Hong Kong announced Friday it will raise real-estate purchasing and resale costs to cool its overheating property market down, in a move targeting non-local buyers and speculative activities. The prices of small and medium sized residential flats in the southern Chinese city, famous for its sky-high rent, surged 20 percent for the first nine months of the year, prompting the government to take action.
The new measures include the increase of special stamp duties for properties re-sold within the first three years of its purchase and imposing an extra 15 percent transaction cost on non-local buyers and local and foreign companies.
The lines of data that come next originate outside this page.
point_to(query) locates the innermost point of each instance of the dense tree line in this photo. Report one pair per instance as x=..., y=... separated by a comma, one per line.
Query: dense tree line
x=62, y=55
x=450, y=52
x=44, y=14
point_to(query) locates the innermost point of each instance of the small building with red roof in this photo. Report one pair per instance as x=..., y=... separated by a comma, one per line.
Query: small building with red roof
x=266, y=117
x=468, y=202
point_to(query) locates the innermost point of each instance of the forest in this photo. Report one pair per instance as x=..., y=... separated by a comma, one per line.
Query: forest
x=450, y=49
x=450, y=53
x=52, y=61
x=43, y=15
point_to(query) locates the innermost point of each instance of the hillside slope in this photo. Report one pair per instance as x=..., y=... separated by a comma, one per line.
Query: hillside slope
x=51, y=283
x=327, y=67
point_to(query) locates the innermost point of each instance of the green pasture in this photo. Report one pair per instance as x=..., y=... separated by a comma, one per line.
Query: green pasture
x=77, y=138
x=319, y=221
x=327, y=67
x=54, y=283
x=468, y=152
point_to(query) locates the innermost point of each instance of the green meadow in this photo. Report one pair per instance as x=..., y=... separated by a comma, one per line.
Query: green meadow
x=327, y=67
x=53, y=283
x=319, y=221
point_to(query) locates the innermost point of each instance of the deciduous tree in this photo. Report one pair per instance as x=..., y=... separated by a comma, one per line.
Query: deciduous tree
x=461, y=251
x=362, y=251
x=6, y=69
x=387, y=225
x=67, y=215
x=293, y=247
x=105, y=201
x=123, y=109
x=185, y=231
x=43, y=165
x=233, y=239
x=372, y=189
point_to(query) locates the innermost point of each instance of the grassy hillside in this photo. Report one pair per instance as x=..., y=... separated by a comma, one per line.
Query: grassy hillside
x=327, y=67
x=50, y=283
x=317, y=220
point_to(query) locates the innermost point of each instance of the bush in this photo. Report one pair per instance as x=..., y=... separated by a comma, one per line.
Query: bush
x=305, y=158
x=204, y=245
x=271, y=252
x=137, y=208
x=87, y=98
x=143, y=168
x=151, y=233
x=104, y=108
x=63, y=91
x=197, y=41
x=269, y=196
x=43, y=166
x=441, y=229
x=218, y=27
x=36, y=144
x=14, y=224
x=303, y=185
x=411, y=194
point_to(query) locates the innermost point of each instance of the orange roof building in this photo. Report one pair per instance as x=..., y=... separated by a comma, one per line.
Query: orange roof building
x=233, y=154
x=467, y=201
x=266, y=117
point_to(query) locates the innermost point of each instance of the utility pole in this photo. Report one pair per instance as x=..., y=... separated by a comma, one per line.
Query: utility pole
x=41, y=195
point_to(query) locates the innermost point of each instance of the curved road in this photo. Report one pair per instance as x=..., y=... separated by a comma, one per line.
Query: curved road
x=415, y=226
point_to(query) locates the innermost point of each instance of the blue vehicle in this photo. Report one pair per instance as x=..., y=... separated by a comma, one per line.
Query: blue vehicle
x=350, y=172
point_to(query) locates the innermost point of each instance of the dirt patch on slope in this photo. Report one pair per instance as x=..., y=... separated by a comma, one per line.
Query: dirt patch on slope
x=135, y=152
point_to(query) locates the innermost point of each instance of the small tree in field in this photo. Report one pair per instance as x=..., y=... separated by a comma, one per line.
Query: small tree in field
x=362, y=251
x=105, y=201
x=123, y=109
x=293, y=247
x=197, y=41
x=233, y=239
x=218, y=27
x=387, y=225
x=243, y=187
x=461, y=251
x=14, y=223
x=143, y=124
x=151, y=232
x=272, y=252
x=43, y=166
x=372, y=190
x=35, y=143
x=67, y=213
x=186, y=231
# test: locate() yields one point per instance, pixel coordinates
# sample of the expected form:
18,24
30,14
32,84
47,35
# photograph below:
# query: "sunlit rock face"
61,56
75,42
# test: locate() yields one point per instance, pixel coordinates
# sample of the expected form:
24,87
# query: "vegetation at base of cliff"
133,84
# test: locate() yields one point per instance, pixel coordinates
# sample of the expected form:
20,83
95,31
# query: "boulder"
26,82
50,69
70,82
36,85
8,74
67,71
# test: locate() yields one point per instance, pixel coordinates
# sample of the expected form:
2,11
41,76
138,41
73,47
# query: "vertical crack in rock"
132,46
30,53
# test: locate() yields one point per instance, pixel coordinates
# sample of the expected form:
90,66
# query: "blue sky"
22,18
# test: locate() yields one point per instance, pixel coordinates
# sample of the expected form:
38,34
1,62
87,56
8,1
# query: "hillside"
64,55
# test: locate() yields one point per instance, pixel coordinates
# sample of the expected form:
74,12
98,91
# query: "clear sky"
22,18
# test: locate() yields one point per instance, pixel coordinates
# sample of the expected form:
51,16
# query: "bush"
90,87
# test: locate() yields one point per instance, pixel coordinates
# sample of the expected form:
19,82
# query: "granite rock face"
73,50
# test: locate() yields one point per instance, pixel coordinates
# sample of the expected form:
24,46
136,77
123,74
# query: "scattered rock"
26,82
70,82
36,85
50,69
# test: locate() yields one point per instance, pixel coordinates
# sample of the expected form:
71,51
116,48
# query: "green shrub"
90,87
The measures "targets speculative activities, and for most genuine homebuyers it would not affect them because they won't be reselling in a short period of time", said Financial Secretary John Tsang.
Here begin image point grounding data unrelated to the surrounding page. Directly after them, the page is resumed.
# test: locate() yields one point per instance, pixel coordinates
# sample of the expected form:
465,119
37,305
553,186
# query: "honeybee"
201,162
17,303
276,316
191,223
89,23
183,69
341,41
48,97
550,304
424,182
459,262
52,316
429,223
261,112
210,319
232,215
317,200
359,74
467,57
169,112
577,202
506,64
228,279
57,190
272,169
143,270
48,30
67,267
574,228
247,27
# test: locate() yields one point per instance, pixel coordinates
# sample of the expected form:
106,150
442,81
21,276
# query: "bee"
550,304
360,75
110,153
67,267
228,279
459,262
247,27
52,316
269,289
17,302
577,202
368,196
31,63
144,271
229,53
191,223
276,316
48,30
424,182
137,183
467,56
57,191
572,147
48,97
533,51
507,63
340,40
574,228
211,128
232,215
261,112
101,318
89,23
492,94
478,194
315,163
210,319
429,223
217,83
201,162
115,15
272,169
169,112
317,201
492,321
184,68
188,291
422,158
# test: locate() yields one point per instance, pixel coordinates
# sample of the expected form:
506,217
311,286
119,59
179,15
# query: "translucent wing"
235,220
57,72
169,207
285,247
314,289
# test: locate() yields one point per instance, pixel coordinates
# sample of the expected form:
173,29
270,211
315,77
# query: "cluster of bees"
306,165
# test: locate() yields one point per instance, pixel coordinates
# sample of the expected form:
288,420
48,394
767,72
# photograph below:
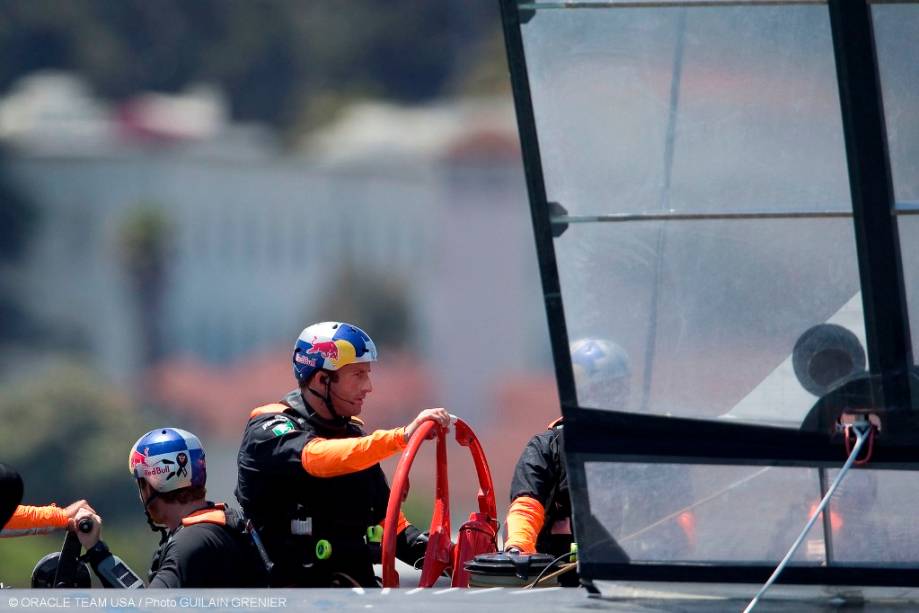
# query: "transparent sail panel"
574,4
707,313
714,109
873,517
909,253
748,514
673,512
896,28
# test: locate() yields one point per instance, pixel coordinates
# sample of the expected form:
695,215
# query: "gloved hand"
411,545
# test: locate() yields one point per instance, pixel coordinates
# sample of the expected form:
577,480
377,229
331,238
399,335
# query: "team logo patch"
282,428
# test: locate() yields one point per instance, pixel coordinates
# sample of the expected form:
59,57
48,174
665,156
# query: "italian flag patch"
282,428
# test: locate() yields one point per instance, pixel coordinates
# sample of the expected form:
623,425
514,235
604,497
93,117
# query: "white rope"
862,429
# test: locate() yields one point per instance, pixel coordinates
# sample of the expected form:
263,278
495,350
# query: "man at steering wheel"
309,476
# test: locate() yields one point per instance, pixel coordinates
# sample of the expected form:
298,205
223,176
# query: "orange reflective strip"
215,515
35,520
268,408
401,525
525,519
341,456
The extra 15 percent transaction cost "will cause inconvenience to some non-local buyers. We hope that they will understand that this is an extraordinary measure introduced in exceptional circumstances," Tsang said. The new measures will go into affect on Saturday. Tsang attributed the substantial increase in the demand for property to low interest rates, adding that the city's economy is showing signs of slowing down due to a weak US market recovery and Euro sovereign debt crisis.
"It is apparent that the property market and the local economy are heading in different directions," he said. Tsang also acknowledged that the city was in short supply of residential units. Hong Kong in August unveiled a series of measures to cool the red-hot property market, including to provide around 65,000 new units on the market in the next three to four years. "Maintaining a healthy stable property market will be our ongoing endeavour," Tsang said.